La gestione dei danni
A livello sociale la diffusione dei servizi assicurativi consente di assorbire in modo efficiente i danni derivanti da situazioni sfavorevoli di varia natura (incidenti, malattie, catastrofi naturali, ecc.); riduce le condizioni di vulnerabilità rispetto a eventi che possono colpire la salute, il patrimonio, la capacità di generare reddito. Questa consapevolezza sembra però problematica nel nostro paese.

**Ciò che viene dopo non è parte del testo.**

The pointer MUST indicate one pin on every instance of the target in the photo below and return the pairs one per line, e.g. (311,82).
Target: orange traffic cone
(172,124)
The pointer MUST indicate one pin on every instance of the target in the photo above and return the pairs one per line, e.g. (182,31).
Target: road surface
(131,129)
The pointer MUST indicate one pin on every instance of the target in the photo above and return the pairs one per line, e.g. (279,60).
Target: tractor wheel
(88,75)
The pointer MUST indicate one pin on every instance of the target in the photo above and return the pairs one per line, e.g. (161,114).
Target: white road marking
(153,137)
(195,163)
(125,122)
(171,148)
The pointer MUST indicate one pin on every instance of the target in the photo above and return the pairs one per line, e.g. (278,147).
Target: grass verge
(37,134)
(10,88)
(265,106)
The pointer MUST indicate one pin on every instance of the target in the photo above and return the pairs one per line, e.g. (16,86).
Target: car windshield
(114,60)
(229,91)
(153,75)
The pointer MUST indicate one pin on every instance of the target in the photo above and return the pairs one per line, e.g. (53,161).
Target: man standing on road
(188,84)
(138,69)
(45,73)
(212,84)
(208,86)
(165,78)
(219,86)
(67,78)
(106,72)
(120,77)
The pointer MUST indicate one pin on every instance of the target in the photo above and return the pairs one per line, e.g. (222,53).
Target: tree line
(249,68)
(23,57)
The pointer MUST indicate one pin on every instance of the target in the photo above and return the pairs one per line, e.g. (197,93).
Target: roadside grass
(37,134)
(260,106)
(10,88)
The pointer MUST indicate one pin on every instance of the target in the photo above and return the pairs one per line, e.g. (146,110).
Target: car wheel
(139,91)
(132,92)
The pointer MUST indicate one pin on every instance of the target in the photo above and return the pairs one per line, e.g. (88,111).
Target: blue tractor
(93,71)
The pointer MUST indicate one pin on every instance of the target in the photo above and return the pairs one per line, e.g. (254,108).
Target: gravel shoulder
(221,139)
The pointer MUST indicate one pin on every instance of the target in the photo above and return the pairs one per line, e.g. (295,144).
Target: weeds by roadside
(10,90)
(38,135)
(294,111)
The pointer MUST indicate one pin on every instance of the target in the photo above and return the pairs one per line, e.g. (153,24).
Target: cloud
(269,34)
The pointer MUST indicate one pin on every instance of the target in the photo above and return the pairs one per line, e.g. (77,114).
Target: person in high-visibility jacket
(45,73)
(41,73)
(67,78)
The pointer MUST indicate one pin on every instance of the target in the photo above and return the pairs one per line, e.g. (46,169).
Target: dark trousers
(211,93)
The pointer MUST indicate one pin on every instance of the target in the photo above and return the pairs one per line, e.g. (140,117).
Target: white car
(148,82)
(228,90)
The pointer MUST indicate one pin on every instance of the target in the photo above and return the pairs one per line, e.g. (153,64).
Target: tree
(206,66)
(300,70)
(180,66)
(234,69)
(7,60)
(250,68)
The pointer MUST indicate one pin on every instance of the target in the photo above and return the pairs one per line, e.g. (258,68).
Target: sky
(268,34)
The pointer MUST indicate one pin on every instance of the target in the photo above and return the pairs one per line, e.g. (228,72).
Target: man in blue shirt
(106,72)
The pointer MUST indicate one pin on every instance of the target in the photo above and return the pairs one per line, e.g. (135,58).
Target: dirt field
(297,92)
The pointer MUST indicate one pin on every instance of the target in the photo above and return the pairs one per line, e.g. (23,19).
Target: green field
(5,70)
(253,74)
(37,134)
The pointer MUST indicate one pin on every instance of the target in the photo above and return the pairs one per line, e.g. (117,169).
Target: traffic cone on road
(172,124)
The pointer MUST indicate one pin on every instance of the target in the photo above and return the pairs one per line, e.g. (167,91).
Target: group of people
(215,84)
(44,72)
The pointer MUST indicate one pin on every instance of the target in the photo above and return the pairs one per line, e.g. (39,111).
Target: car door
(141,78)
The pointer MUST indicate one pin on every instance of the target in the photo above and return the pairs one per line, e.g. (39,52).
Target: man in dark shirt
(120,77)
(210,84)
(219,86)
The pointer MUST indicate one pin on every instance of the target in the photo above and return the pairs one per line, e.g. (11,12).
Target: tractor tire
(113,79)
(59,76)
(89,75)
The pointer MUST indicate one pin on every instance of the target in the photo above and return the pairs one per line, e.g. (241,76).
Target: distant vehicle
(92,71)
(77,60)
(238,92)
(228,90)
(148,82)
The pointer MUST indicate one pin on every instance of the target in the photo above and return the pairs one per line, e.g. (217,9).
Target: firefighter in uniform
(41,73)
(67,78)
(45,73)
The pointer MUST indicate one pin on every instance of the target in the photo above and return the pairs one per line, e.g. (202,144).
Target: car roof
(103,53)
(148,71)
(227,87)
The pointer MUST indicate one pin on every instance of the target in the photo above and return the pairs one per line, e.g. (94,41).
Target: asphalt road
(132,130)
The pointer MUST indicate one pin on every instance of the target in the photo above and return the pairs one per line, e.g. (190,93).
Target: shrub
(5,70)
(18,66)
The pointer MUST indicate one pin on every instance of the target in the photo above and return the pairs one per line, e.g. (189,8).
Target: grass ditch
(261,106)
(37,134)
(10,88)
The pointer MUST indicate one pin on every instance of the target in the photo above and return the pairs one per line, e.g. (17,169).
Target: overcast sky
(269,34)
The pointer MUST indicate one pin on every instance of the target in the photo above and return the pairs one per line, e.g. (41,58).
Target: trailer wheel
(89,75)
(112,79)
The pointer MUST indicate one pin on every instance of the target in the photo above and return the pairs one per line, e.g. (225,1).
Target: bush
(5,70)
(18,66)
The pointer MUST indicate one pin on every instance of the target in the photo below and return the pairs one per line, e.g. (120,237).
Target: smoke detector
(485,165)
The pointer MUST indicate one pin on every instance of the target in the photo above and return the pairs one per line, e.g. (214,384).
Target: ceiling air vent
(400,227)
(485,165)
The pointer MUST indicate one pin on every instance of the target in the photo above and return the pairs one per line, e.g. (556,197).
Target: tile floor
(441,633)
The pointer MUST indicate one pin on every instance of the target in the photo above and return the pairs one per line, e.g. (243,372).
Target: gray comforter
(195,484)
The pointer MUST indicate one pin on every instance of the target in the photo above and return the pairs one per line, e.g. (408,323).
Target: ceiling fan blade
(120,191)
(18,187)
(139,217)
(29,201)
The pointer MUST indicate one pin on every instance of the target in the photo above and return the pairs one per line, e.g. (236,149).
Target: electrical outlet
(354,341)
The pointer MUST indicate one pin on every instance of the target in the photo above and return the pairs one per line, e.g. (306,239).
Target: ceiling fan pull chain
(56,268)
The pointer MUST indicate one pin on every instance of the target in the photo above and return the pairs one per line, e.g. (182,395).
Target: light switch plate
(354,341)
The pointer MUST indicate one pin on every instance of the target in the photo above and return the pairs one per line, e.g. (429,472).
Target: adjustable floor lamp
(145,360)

Il rapporto Bicocca-Doxa per Ivass
Come emerge dai dati del Rapporto Ivass su Conoscenza e Comportamento Assicurativo in Italia (in assoluto il primo rapporto al mondo a livello di nazione) realizzato da Università di Milano-Bicocca e Doxa, in collaborazione con la Herbert Simon Society, il nostro paese è caratterizzato da preoccupanti distorsioni conoscitive e comportamentali. Ad esempio il 60% afferma di conoscere i tre principali concetti assicurativi (franchigia, premio e massimale) mentre chi risponde correttamente è solo il 13,90%. Riguardo alla conoscenza dei prodotti assicurativi (infortuni, temporanea caso morte, vita e previdenza complementare) solo una persona, in un campione di 2053 individui, è riuscita a rispondere correttamente a tutte le domande. Invece chi afferma di conoscerle è in media il 38%.
Il «bias dell’autonomia»
Questa overconfidence nella conoscenza è preoccupante soprattutto correlata al «bias dell’autonomia». Il 68,7% delle persone, soprattutto di sesso maschile (72,3%), si ritiene molto competente in materia assicurativa e non si affida né ai consigli dell’assicuratore né a fonti informative esterne. Questo dato riflette quindi un’autonomia a basso tasso di alfabetizzazione e quindi tendenzialmente poco efficace ed efficiente nelle scelte assicurative. L’overconfidence si accompagna ad una certa scissione fra la rappresentazione del rischio ed il comportamento conseguente per proteggersi dalle conseguenze dello stesso. Paradossalmente anche se il timore connesso alle calamità naturali è maggiore nel Sud e nelle Isole rispetto al Nord, è proprio al Nord che si riscontra una maggiore percentuale di sottoscrizione di queste polizze (circa 20% vs. Sud nel 10,4% e Isole nel 4,1%).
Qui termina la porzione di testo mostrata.